Suri Y V, Qasba K K, Mahajan T R
Senior Advisor (Anesthesiology), Command Hospital (WC) Chandimandir.
Classified Specialist (Maxillofacial Surgery) 15 Corps Dental Centre, C/o 56 APO.
Med J Armed Forces India. 1996 Jan;52(1):23-26. doi: 10.1016/S0377-1237(17)30829-8. Epub 2017 Jun 26.
Eighty four out of 2151 militancy trauma patients sustained severe maxillofacial injury from Jan 1990 to March 1993. The resuscitation, stabilisation and intensive care of these patients was based on management priorities of primary resuscitation, care of airway, management of haemodynamics, oxygenation and monitoring. Anaesthesia was administered in a situation when the airway was likely to be compromised and the patients were critically sick. Initial ventilation and oxygenation was the most difficult and could be achieved with satisfactory seal around the face mask by applying water-soaked guaze pieces around the mouth and nose to "fill-in" the defects.
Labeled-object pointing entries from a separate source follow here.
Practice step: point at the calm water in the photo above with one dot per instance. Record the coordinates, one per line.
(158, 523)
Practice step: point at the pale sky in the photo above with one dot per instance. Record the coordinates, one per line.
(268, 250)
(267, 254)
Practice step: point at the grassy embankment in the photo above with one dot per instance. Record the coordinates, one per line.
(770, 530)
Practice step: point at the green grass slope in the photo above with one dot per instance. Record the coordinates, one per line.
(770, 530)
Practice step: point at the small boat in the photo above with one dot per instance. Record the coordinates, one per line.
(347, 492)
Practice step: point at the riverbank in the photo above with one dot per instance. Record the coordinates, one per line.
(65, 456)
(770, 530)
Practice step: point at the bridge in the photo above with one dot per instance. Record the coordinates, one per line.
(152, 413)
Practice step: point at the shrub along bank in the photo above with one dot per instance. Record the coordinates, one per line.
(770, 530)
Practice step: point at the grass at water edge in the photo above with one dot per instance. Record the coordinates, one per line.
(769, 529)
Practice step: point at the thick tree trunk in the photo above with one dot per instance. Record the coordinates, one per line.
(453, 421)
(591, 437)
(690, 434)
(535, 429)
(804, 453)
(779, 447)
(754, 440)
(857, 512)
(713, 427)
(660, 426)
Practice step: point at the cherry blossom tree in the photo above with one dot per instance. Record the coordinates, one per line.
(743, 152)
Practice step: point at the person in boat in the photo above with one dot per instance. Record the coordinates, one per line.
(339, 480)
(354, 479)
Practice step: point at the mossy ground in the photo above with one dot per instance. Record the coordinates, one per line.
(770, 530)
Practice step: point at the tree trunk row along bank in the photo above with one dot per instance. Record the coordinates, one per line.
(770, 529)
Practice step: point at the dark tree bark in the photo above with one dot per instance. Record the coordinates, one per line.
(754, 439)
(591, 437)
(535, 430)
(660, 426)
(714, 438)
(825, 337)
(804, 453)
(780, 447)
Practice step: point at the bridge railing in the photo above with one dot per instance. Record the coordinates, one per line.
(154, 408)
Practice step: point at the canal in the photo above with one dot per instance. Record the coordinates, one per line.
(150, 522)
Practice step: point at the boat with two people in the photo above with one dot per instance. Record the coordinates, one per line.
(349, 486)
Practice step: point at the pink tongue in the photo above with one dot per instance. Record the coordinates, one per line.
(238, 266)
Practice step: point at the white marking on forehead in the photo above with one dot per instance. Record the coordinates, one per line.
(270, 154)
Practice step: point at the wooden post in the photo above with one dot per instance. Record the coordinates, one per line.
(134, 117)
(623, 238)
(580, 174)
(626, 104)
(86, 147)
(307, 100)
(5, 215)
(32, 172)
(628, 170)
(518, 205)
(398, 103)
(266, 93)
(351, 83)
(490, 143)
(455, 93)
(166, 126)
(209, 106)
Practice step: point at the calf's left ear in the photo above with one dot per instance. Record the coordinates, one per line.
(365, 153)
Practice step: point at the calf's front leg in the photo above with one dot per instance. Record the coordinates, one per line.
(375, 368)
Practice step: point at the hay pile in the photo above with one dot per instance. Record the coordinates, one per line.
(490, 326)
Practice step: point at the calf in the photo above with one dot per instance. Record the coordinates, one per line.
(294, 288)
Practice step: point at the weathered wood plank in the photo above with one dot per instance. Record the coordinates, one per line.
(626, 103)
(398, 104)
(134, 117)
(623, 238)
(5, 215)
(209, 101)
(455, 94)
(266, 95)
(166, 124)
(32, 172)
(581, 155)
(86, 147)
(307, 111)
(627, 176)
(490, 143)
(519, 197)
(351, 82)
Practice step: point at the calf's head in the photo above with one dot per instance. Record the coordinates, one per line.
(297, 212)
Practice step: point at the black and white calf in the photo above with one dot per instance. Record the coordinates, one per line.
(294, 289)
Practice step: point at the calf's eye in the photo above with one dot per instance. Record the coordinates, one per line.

Tracheal intubation could be accomplished with intravenous sedation by an experienced anaesthesiologist. Dental occlusion and wiring necessiated the placement of nasotracheal tube for 48-72 hours after surgery.
1990年1月至1993年3月期间,2151名战斗创伤患者中有84人遭受了严重的颌面损伤。这些患者的复苏、稳定和重症监护基于初级复苏、气道护理、血流动力学管理、氧合和监测等管理重点。在气道可能受损且患者病情危急的情况下实施麻醉。初始通气和氧合最为困难,通过在口鼻周围敷用水浸纱布片以“填补”缺损,可实现面罩周围令人满意的密封。经验丰富的麻醉医生可通过静脉镇静完成气管插管。手术后48 - 72小时,牙列咬合和钢丝固定需要放置鼻气管导管。